The wins put him in good stead as he approaches tonight’s bout with Medeiros, but before looking at this 155-pound matchup, it’s important to revisit Proctor’s last bout with Salas, one made memorable by the huge lump raised on his head by the veteran in the first round. It was like Proctor was growing another head, and while the Quincy, Massachusetts native knew something was happening, he wasn’t aware that the next day his face would plastered on memes around the internet.

“I didn't know how big it was,” he laughs. “It basically felt like when you smash your head off a counter or something and you get that lump.”

It drew oohs and aahs from the crowd in attendance, and when the Octagonside physician came in after the round to check him out, Proctor had a feeling something had gone awry.

“I asked Joe (Lauzon) how everything was, because the doctors ran in there,” he recalled. “I thought that maybe I had a cut and I asked him, ‘is everything all right?’ He looked at me with a weird look and was like 'yeah, yeah, everything's good.' (Laughs) That doesn't sound very confident.”

Cleared by the doctor to continue, Proctor soon got a look at what he was dealing with.

“Coming into the second round, I looked up at the screen and I was like 'what the hell is that thing growing out of the side of my head?'”

It was then that Proctor decided that he needed to finish this fight sooner rather than later.

“I wasn't sure when they would stop it, but I knew that they were in there after the first round, so I felt that urgency,” he said. “But I also felt that I was losing the fight anyway. He was catching me with some good shots and I was catching him with some, but I still felt like the first round was either close or he won it. Any round that I see as close, I give it to the other guy as a thing in the back of my head that I've got to push a little bit harder. And that's what I did and I finished the fight.”

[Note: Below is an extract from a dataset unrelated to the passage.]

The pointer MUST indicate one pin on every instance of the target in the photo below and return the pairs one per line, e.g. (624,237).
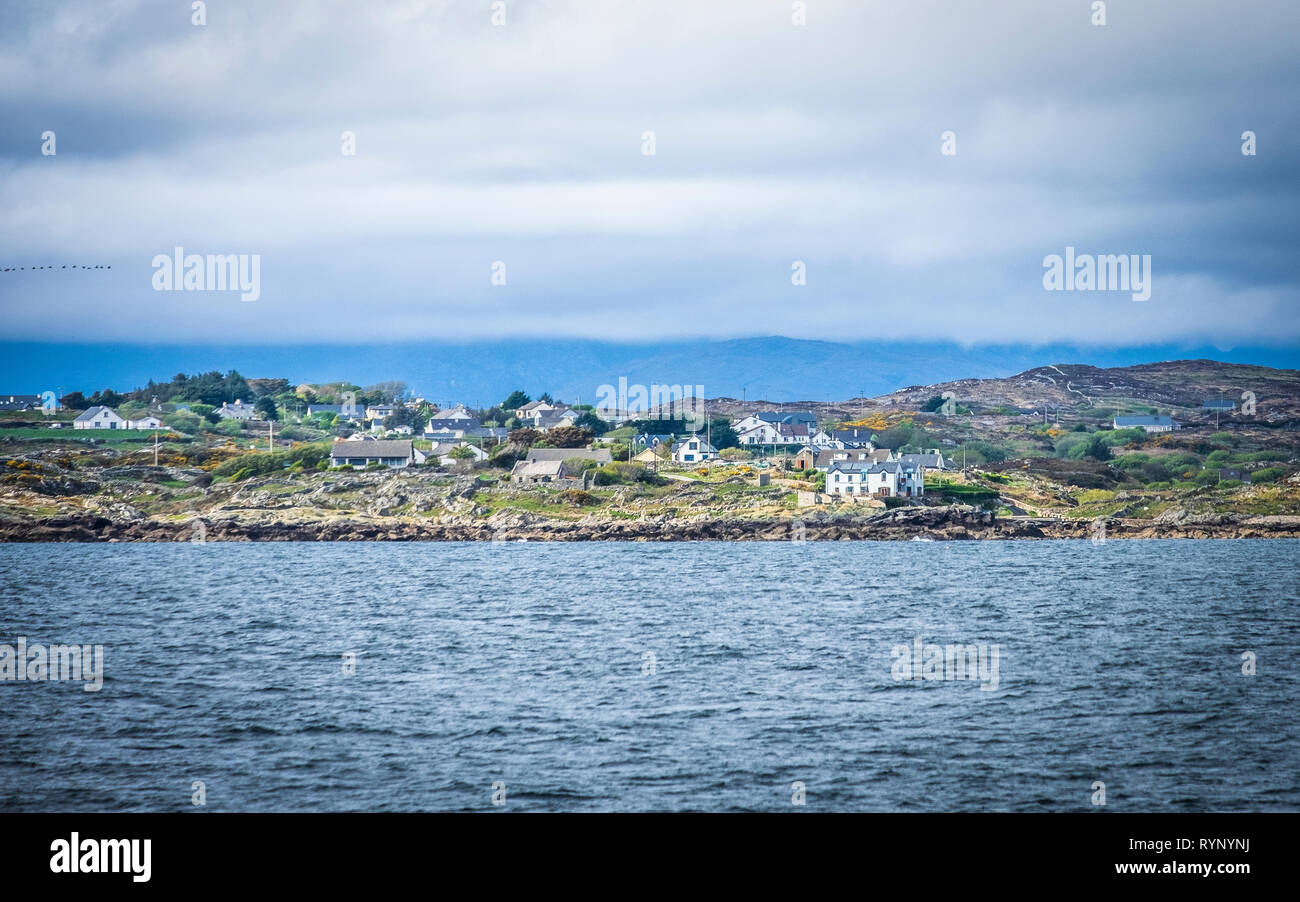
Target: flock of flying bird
(16,269)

At 3:27 of the second stanza, Proctor had his third UFC victory and tenth overall. Two days later, the lump on his head went down, and it was business as usual. Now all he has to concern himself with is Hawaii’s Medeiros and ending the year with another victory.

“Yancy is definitely a tough competitor, but I think every fight in the UFC is tough,” Proctor said. “Just like Cristiano and Justin Salas, they were both tough guys and good at certain things, and that's why we train for the eight to ten weeks. We work on what his strengths are, we delete those, and we put our game plan into action. I think it's going to be a good fight, but as in all the fights, I think I'm gonna come out on top. I want to keep 2014 rolling with three wins this year. I said it when I fought Cristiano: 2014 is gonna be my breakout year, and I just want everyone to understand that. I'm not going anywhere. I might fly under the radar a lot of times because I don't talk trash, but I'll do all the talking when we get in the cage.”

That blue collar attitude is reflected in Proctor’s fighting and his life outside the Octagon, as he keeps a gig at a local correctional facility while he fights in order to keep his competitive career something to look forward to, and not just a job. And while some of his peers on TUF 15 like Myles Jury, Al Iaquinta, Michael Chiesa and Daron Cruickshank have gotten more press, the 29-year-old New Englander is content in knowing that his time is coming.

“If I keep winning, eventually people will have to notice me,” Proctor said. “Justin Salas was a good competitor, and he was supposed to go in there and pretty much handle me and win easily, but I switched up that game plan on him and I ended up TKOing him in the second. And if I keep putting good performances up, I feel like it's going to be my time and I'm gonna start fighting top ten guys like I want to.”